私には、現在霊感はありません。
ですが小さい頃には少し霊が見えていました。
その中で一番怖かった話しをしたいと思います。
あれは私が小学3年生の時の事。
私は博多っ子で、母は趣味で、近所の集まりで博多人形を作っていました。
私の部屋には、母が作った博多人形2体が、それぞれガラスケースに入れられ、飾られていました。
一体はピンク色の着物を着た博多人形で、顔は18くらいの、少しふっくらした感じの博多人形でした。
もう1つは空色の着物を着た博多人形で、こちらは20代半ばに見え、
ピンク色の着物の博多人形に比べて、顔も冷たい感じの博多人形でした。
私の部屋は、壁の一番端が1メートル幅くらいの、ドア式の押し入れがあり、
その横に大きな本棚、その前に平行してベッドが置いてありました。
なので、押し入れとベッドの間には、四角い空間ができるわけです。
その空間は、電気を消すと不気味な程に真の闇になりました。
ある夜、私は部屋の電気を消し、ベッドに潜りこみました。
私は床についても、なかなか眠れないほうで、
その日もベッドに入ってまだ5分くらいしか経っていなかったので、目は完全に覚めていました。

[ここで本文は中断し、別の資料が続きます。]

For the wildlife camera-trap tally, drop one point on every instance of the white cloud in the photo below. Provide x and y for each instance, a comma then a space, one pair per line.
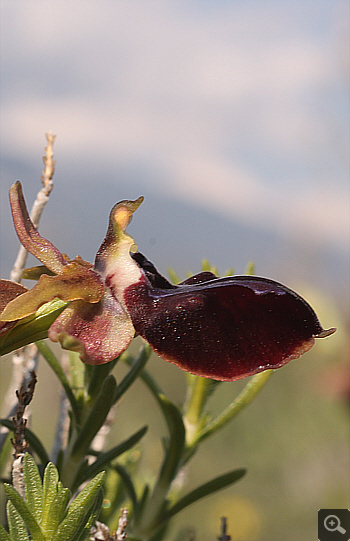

すると私の耳元でいきなり、ブツブツブツ!と縄が千切れるような音がしたかと思うと、
その四角い空間がスパークしだし、そのスパークの中に、
ガラスケースに入った空色の着物の博多人形が、点いたり消えたりしていました。
その空間はスパークの光で異常なほど明るく、耳元ではブツブツというラップ音は鳴り続けていました。
私は怖くて咄嗟に布団を頭から被り、その間にもブツブツというラップ音は続いていました。
ふと、音が止み、そ〜っとその空間を見ましたが、そこには闇があるだけでした。
私はそこで気絶したようで、朝、母の声で起こされました。
部屋にはピンク色の着物の博多人形はありましたが、空色の着物の博多人形はありませんでした。
意識していなかったので、その日まで気づきませんでしたが、
空色の博多人形は、もうだいぶ前からなかった事に、改めて気づきました。
母に「空色の博多人形はどうしたの?」と聞くと、
母は「古くなったから随分前に捨てたよ」と言う返事が返ってきました。
夜の事を両親に話しましたが、信じてはもらえませんでした。
多分ですが、母は博多人形を供養しないまま、ゴミとして捨てたのでしょう。
家族は両親と私しかおらず、見えやすい子供の私の所へ来たのではなきでしょうか。
なぜ、ゴミとして捨てたのか、と。
人の形をしたものには魂が宿りやすいと言います。
古くから飾っていたその人形にも、魂が入っていたのでしょうか。
今から人形を捨てようと思っている方、捨てる際には供養して処分される事をお勧めします。